How the Library of Congress is Trying to Archive Twitter

June 7, 2017June 9, 2017 Kristen Twardowski

LOC_Main_Reading_Room_Highsmith — Main Reading Room of the Library of Congress, Library of Congress, Prints and Photographs Division, 2009, via Wikimedia.

Losing the remnants of the past is one of the nightmares of historians. There are so many fragments that simply don’t survive the march of time, and as they disintegrate so too does our ability to understand the past.

The modern era and its technologies raise new questions about how archivists, historians, and other interested parties can preserve historical objects that are created every day. How can archivists archive the internet?
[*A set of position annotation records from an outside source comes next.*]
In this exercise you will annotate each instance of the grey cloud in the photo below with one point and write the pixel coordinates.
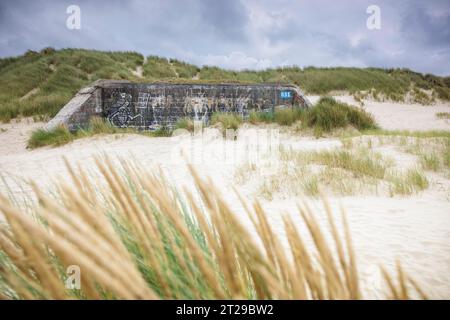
(233, 33)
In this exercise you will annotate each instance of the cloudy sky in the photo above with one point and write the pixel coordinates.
(239, 34)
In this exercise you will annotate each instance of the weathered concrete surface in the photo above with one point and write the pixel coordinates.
(150, 106)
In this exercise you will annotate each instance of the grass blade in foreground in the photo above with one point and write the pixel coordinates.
(135, 237)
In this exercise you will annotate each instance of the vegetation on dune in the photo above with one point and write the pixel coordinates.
(226, 120)
(137, 229)
(53, 76)
(327, 115)
(443, 115)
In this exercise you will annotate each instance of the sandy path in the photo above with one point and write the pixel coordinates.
(414, 230)
(399, 116)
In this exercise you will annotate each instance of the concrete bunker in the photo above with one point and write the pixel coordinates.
(155, 105)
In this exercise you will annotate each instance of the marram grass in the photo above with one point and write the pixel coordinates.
(133, 236)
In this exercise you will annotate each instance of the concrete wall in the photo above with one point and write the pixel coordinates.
(150, 106)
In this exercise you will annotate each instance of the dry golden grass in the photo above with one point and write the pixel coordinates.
(136, 237)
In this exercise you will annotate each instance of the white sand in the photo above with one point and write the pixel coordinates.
(401, 116)
(414, 230)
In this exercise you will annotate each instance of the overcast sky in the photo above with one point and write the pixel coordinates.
(239, 34)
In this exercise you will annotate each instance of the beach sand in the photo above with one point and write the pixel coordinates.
(412, 229)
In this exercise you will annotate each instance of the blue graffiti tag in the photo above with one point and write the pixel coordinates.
(285, 94)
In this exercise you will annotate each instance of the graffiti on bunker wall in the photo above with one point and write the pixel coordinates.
(153, 107)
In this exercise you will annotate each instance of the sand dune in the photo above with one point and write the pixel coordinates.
(413, 229)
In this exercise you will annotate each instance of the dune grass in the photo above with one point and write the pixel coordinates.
(327, 115)
(59, 74)
(97, 126)
(226, 120)
(443, 115)
(136, 229)
(357, 167)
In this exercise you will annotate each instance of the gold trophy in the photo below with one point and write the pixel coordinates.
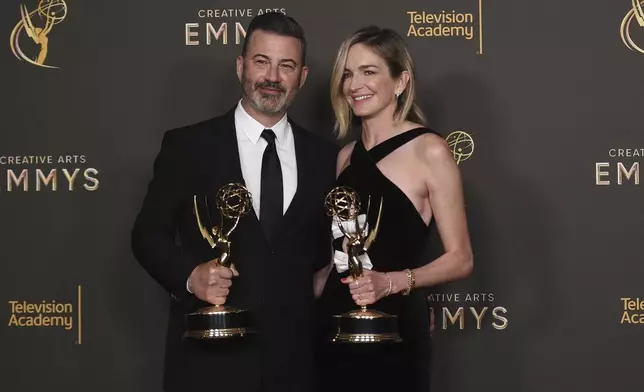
(360, 325)
(218, 321)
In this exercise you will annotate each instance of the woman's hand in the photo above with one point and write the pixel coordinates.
(369, 288)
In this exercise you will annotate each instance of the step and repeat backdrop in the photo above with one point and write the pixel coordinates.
(541, 102)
Let me take a brief pause here to talk about historical objects. Keep in mind that this is a gross simplification of the term. In the past, historians focused on the writings of great men, military tactics, and in the case of ancient civilizations, material objects. Over the past 100 years or so, historians have expanded the types of questions they ask of the past and what objects they use to explore it. This means that letters from ordinary people, advertisements, music, film, and clothing have all gained a new importance in the field.

That also means that when people study the 2010’s, they will probably want to study what is on the internet including trends in memes, hashtags, blogs, and, yes, tweets. Finding those pieces of the digital past, however, could be difficult.
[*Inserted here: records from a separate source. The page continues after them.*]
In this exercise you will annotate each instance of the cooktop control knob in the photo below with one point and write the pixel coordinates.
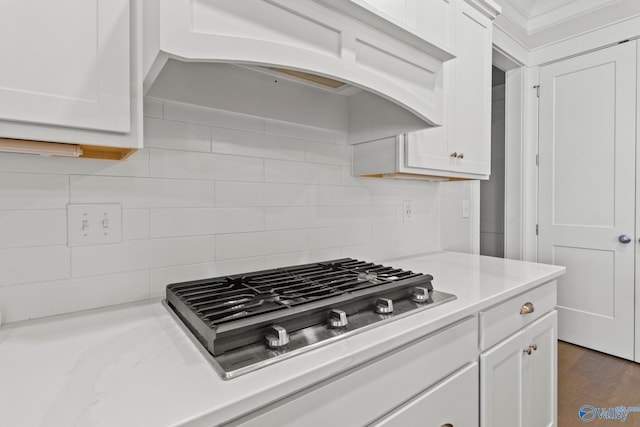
(420, 294)
(277, 337)
(384, 306)
(338, 319)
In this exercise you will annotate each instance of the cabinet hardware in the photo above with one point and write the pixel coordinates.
(624, 239)
(527, 308)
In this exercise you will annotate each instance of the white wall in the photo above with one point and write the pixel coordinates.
(212, 193)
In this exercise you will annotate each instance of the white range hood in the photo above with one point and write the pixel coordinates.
(337, 64)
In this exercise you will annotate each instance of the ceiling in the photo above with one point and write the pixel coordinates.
(537, 23)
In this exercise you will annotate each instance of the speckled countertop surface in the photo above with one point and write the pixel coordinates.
(133, 365)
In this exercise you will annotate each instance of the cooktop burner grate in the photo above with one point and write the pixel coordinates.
(231, 298)
(235, 316)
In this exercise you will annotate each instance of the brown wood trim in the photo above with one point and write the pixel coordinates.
(417, 177)
(105, 153)
(88, 151)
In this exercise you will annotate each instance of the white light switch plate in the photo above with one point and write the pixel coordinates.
(407, 211)
(465, 209)
(94, 224)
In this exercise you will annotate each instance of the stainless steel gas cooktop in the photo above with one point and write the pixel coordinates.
(246, 321)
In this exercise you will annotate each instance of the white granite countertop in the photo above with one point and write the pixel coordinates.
(133, 365)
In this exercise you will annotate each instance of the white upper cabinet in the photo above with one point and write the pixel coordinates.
(374, 60)
(430, 19)
(461, 148)
(67, 72)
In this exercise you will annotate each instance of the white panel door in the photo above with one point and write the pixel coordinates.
(65, 63)
(587, 115)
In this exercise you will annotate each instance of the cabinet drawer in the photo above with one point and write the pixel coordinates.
(455, 401)
(364, 394)
(501, 320)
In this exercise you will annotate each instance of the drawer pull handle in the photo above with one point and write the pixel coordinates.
(527, 308)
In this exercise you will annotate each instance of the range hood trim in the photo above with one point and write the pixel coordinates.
(416, 87)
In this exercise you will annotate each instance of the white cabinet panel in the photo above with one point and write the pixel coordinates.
(66, 63)
(518, 378)
(452, 402)
(461, 147)
(365, 394)
(463, 144)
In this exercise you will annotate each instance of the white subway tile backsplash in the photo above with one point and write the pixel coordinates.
(371, 252)
(33, 191)
(335, 195)
(21, 302)
(199, 221)
(212, 117)
(141, 254)
(33, 228)
(275, 127)
(104, 259)
(141, 192)
(181, 250)
(300, 173)
(135, 224)
(212, 193)
(339, 236)
(33, 264)
(176, 135)
(288, 217)
(189, 165)
(252, 144)
(305, 257)
(230, 246)
(230, 193)
(326, 153)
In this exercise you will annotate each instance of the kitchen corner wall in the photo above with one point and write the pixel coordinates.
(212, 193)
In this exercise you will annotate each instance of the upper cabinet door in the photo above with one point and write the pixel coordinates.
(66, 63)
(472, 117)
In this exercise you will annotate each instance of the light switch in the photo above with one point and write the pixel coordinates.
(94, 224)
(465, 209)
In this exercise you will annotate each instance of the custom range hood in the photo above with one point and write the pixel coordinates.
(335, 64)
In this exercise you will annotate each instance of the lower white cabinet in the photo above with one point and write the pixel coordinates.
(518, 378)
(452, 403)
(366, 393)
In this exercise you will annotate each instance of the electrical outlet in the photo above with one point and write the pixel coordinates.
(407, 211)
(94, 224)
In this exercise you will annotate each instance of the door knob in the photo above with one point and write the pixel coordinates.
(624, 239)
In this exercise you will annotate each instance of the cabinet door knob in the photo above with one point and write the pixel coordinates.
(527, 308)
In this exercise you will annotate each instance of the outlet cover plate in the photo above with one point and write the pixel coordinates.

Traditional library archives are filled with books, papers, and sometimes a few physical objects. Staff often digitize these items, but if a digital file is corrupted, there is a tangible item for scholars to turn to. The internet lacks that physicality, and as a result, librarians are working to find a way to store the information that exists on it, especially in public forums like Twitter.
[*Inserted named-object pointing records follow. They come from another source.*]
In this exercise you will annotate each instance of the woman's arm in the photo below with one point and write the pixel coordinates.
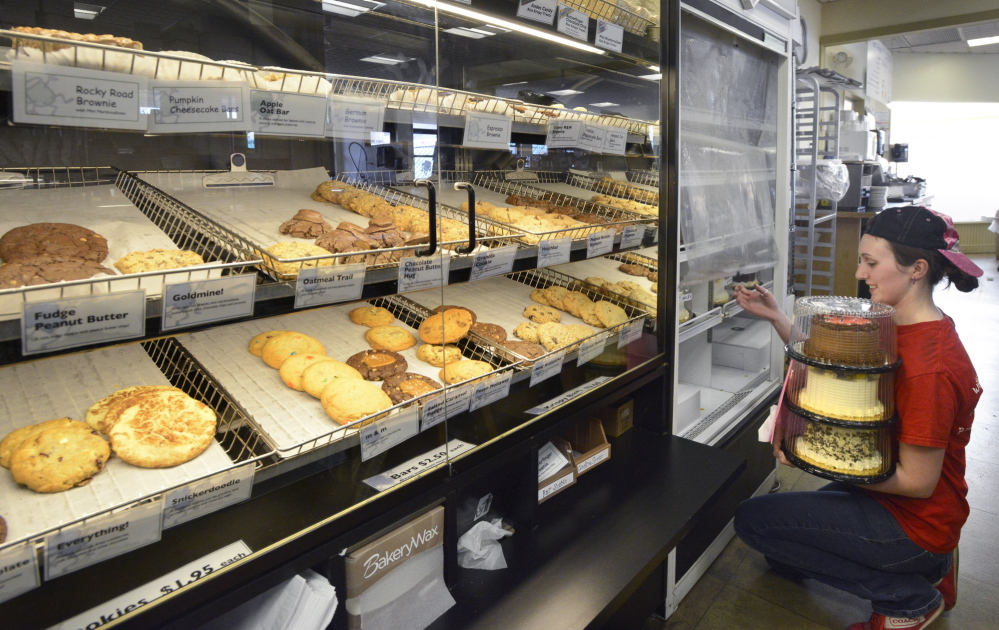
(916, 474)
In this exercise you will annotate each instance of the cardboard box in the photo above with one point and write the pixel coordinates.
(559, 481)
(740, 343)
(617, 420)
(589, 445)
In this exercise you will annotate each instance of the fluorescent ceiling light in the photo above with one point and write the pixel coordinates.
(513, 26)
(983, 41)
Back in April of 2010, the Library of Congress announced that it would work with Twitter to archive public tweets from 2006 onward. The Library declared this initial stage a success in 2013 when it had archived around 170 billion tweets. The Library then turned its attention to figuring out how they could make that archive accessible to the people who wanted it.

And then the project stalled.

The Library of Congress still collects tweets and stores them in a server, but those tweets aren’t accessible or searchable to anyone yet. As The Atlantic reports, no tech engineers are currently assigned to the project and developments are slow. Library employees are understaffed, and Twitter has no incentive to help streamline the data transfer. In fact, Twitter frequently sells public tweeting data to marketing and research firms. And the company is making a tidy sum off of those sales. Making that information freely available would cut into Twitter’s profit.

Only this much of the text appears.